In 2003, two actual Terry’s Tips portfolios racked up an 80% average gain for the year. However, 2004 was awful, and most of the previous year’s gains were lost. This experience caused a dramatic change in the strategy.
The 10K Strategy
We called our new way of options investing the 10K Strategy (it is not a marathon nor a sprint, but somewhere in between). The 10K Strategy had three consecutive years where the portfolios outperformed the market by a large margin. In fact, the average gains were over 50% for a 3-year period (2005. 2006, 2007). However, in the market crash in the fall of 2008 our portfolios fell by approximately the same amount as the market in general (our most popular portfolio managed to make a small gain for the last six months of 2008, however).
Shoot Strategy Demonstration Portfolio
For several years we have maintained some portfolios which show how options can outperform the purchase of stock in a company that you believe will go up in price.
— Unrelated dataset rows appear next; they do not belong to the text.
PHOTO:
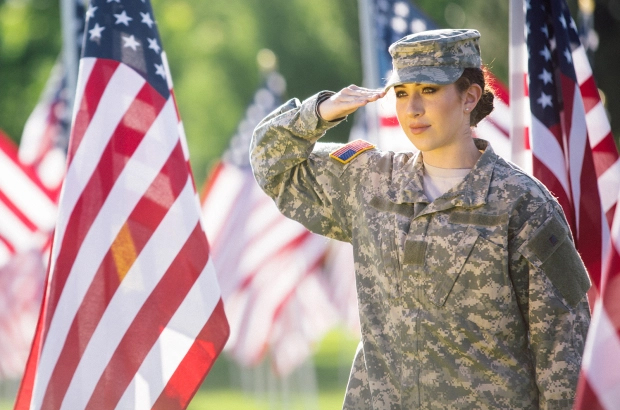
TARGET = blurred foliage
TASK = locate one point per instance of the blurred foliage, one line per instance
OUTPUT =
(212, 48)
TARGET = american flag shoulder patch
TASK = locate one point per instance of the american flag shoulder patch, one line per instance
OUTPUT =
(351, 150)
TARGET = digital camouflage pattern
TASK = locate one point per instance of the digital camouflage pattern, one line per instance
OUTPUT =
(474, 301)
(434, 56)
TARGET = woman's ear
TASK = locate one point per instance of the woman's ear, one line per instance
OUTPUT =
(472, 96)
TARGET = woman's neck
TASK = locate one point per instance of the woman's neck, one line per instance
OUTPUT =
(462, 155)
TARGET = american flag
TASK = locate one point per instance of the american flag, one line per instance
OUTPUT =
(27, 215)
(132, 315)
(274, 280)
(575, 156)
(44, 141)
(392, 20)
(27, 207)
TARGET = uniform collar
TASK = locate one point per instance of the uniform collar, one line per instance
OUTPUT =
(406, 186)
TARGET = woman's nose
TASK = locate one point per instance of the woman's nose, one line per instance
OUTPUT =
(415, 108)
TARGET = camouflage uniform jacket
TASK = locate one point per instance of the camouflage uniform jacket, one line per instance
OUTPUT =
(476, 300)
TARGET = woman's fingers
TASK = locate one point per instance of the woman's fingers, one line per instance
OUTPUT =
(347, 101)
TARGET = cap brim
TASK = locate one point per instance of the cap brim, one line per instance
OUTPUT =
(424, 75)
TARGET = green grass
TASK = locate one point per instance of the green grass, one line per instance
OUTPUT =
(317, 385)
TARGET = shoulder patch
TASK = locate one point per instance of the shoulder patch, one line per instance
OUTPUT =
(351, 150)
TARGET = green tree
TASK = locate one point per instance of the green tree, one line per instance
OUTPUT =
(212, 48)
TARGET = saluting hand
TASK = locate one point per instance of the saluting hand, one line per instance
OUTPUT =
(347, 101)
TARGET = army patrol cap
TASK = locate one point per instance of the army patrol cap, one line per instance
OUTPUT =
(433, 57)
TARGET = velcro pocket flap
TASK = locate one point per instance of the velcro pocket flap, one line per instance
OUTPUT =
(552, 250)
(448, 272)
(386, 205)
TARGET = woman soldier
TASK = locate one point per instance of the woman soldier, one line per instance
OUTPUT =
(470, 291)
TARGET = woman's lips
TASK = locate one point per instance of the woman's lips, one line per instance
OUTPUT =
(418, 128)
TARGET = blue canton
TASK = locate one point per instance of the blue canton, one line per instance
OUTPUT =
(125, 31)
(551, 37)
(395, 19)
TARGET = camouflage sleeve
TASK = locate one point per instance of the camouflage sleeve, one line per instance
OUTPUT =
(296, 172)
(551, 284)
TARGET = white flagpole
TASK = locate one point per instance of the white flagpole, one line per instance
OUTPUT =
(370, 65)
(518, 102)
(69, 47)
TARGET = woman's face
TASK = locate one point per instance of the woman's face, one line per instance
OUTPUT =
(432, 116)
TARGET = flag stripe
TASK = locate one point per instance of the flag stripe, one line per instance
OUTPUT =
(269, 285)
(149, 322)
(143, 221)
(121, 92)
(98, 73)
(17, 212)
(147, 161)
(202, 351)
(126, 138)
(190, 322)
(143, 276)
This is an entirely different strategy than the 10K Strategy that we use for our other portfolios (which makes the assumption that we have no idea which way the market will move in the short run).
If you are correct and the stock you choose goes up in value, the Shoot Strategy should produce a much greater percentage gain than the stock makes. If the stock stays flat, a small profit should also be made. If the stock falls a little bit, the portfolio could break even. However, if the stock falls more than a little, the portfolio could incur a greater percentage loss than the stock.
The Shoot Strategy is similar to buying stock on margin in some respects, except that no interest is paid, and the portfolio should make money if the stock stays flat (two features that make this portfolio better than buying stock on margin).
Once Terry’s Tips subscribers see how the Shoot Strategy works, they can conduct it themselves on almost any stock that they believe is headed higher.
For more than 10 years, Terry’s Tips has conducted actual portfolios for paying subscribers to follow (or mirror in their own accounts, or have trades placed for them through Auto-Trade at thinkorswim, Inc. by TD Ameritrade). In most of these years, the option portfolios have beaten the market averages by a very large margin. In some years, the portfolios have incurred losses similar to the magnitude of the market losses.
Option trading involves leverage, and leverage works in both directions. Gains (and losses) are often greater than changes in the market. However, we have tried to minimize the losses in down years so that our losses are less than those of the markets in general, and to enjoy greater gains than the markets in good years. Most of the time, we have been successful in carrying out these goals.